Outside my door, the shadow shapes disappeared into the night. Three men whose names remain unbeknownst to me had come only to deliver a terrible truth. I collapsed into an armchair. To this day, nearly a decade after June 25, 2012, I still feel the piercing of my heart.
Losing my son shattered all that I was, all that I knew, all that I would (or could) be ever again. The outside-my-door world had taken my son. From the inside-my-home world, the one I had made with Dylan for 19 years, I felt the cold delivery of my only child’s death draining the lifeblood from me.
A Trail of Tears Where Life Used to Be
I couldn’t breathe. I collapsed into an armchair, the one with the beautiful gold and burgundy brocade, the one where I sit to grade papers and read books, the one where Dylan tosses his books and backpack from school.

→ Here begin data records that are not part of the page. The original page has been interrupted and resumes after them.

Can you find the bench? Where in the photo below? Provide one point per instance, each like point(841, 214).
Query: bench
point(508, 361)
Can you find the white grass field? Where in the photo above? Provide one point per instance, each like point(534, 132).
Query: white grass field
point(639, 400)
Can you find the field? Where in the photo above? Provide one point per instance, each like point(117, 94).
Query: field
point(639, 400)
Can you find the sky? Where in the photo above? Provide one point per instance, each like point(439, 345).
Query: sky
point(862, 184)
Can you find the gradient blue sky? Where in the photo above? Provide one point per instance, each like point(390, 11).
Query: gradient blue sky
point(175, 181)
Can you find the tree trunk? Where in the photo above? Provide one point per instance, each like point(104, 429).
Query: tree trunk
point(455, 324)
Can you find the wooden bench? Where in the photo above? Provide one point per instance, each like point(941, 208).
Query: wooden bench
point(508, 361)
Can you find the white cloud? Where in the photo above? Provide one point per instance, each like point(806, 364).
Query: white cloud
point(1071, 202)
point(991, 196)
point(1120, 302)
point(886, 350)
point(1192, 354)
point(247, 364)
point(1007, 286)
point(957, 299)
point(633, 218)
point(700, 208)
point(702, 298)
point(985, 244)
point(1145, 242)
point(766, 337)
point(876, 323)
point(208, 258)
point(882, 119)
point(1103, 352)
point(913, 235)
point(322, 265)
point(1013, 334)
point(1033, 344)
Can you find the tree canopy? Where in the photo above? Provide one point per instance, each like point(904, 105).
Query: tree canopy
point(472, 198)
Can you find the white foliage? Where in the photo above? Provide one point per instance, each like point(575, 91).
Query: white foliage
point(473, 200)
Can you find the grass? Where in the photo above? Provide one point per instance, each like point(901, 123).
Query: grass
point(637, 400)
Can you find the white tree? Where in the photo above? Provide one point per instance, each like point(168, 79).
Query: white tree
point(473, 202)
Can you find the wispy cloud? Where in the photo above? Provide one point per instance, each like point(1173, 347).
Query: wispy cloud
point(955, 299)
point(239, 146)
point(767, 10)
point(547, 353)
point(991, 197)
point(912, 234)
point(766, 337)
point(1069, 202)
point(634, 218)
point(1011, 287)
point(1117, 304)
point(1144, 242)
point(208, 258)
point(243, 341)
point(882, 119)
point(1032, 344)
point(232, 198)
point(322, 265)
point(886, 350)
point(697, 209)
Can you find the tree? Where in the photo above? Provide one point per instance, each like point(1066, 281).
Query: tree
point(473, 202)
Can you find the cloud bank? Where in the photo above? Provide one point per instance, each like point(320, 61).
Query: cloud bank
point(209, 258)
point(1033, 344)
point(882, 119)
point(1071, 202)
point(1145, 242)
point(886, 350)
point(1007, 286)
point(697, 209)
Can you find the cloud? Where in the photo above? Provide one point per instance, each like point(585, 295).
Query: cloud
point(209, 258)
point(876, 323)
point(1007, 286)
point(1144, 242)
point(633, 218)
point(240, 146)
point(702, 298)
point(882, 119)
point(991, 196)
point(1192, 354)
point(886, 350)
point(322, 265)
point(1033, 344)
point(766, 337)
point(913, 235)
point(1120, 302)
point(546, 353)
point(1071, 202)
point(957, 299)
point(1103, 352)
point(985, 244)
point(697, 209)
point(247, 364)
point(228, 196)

This was the end of my world as I knew it. In complete shock, I started calling those closest to Dylan, his many friends and my family.
“Mom, Dylan’s dead.” She shrieked as she dropped her phone. “We’re coming over.”
That’s the last thing I remember. All of me went numb. Suspended animation. Disbelief rallying against and yet fully aware of a hellish reality. A thick fog encased me. I could see but I could not be. I was with Dylan, because how could I not be? I was still alive, but I went away. It would be a long time before I would (and could) live again.